From: John Reinke <jmreinke@xxxxxxxxx>
Date: Sat, 22 Jan 2000 23:59:37 -0600
Reply-to: aclug-L@xxxxxxxxxxxx

OK, being someone with a little Mac/NeXT/BeOS knowledge, I'll cover a few
of these questions:

>I think it is more like MacIntosh, maybe jobs had something to do with it at
>its inception???  yes, it runs on intel, AMD, Cyrix(well nothing really runs
>on Cyrix).

Be was started by Jean-Louis Gassée, a former CEO of Apple. They made those
nifty boxes I described earlier. I'm pretty sure he left Apple after Steve
Jobs was kicked out, and might have even been his replacement. Jobs had
nothing to do with BeOS.

>       Boy, don't let anyone from Be hear you
>mention Jobs & them in the same breath. Mac almost
>went with Be as kernel of their recent OS's (8.0 & up)
>but Jobs convinced them to go with NExT (his company?)
>instead...

Apple had been talking about making major changes to MacOS, and realized
that in order to make the wild changes like protected memory and true
preemptive multitasking, they would have to look outside of the company for
help. (This was a major leap for a company that created and developed most
everything itself, using the term "not created here" for technology they
refused to use because someone else created it.)
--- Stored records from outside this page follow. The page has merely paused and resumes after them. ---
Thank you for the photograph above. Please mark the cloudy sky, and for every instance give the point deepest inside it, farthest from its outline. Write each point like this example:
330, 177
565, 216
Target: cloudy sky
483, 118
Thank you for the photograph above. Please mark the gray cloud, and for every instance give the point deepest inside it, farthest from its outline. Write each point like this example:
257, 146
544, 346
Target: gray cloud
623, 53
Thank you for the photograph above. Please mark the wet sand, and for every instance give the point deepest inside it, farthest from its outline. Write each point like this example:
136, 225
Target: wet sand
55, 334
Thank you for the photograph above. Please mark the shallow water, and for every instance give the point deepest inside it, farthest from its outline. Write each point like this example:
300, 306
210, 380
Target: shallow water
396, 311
The two front-runners were BeOS and NeXT. BeOS was very much still in
development, and NeXT has been in use for over a decade, so Apple went with
NeXT. NeXT also had a few other bonuses: NetObjects, which is used by a lot
of online stores such as Dell, and Steve Jobs. Steve's charisma was much
needed by Apple at that time, which was suffering from poor sales and loss
of market share. I had no money at the time, but wish I could have bought
some Apple stock when it was $12. Right now, it is about ten times that.
Steve founded NeXt after beeing kicked out of Apple, and later founded
Pixar (Toy Story 1 & 2, Bug's Life).

MacOS X (ten) will be released later this year and is based on NeXT. MacOS
X Server has already been out for a while, but those are the first versions
of MacOS that are built on NeXT.

>I don't know if NeXT is based on BSD or not.
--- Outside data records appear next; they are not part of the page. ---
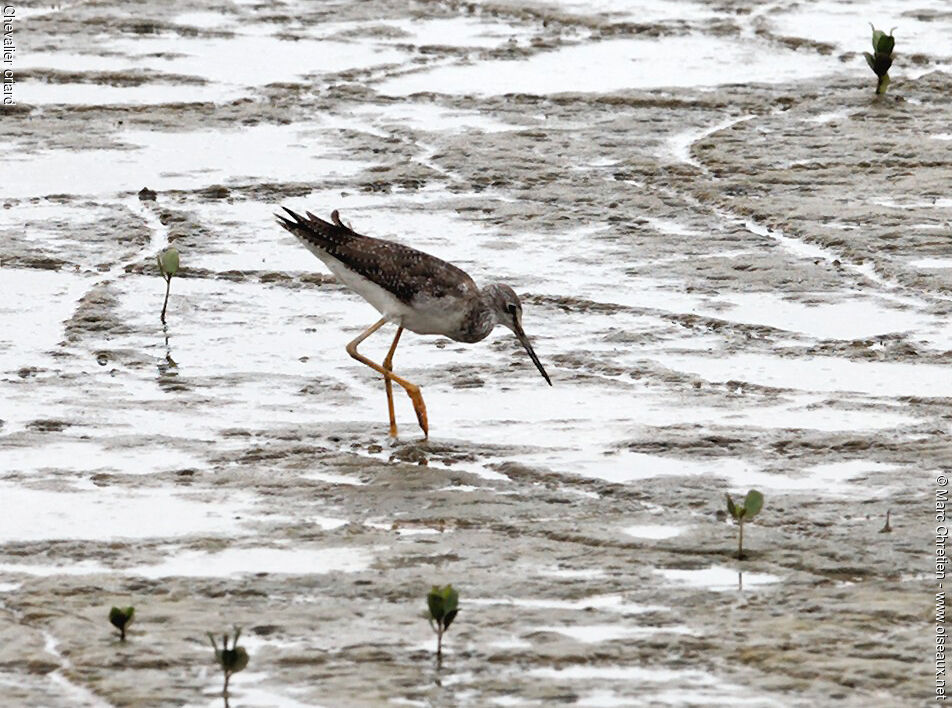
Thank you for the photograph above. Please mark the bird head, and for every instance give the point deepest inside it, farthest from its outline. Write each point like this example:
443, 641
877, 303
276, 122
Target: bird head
507, 309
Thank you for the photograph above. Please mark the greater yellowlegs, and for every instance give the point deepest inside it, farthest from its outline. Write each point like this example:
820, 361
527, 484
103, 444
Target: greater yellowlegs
412, 289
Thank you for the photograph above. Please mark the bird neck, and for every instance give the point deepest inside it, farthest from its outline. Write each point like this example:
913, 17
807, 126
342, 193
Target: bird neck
481, 318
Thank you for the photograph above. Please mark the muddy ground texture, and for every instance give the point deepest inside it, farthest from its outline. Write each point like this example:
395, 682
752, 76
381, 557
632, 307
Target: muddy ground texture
807, 195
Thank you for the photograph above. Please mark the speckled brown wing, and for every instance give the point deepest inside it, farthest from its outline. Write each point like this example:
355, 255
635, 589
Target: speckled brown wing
404, 271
I believe it was at BSD 4.3 at the time Apple bought NeXT.

>       Doesn't MacOS run on the Mach kernel?or did it used to
>but not any more?and what happened to that "blue box, yellow box"
>stuff (if anyone but me followed that business). Did it all go by
>the wayside when OS X took over from Rhapsody?(Same time Jobs took
>over from Amelio, more or less?)

MacOS itself doesn't run on the Mach kernel, but OS X and MkLinux do.
Rhapsody was basically the codename during development, I'm pretty sure
that the blue/yellow box stuff is still in there, but they aren't really
mentioned anymore. I think they kinda decided to symplify things so the
general public wouldn't be intimidated by it.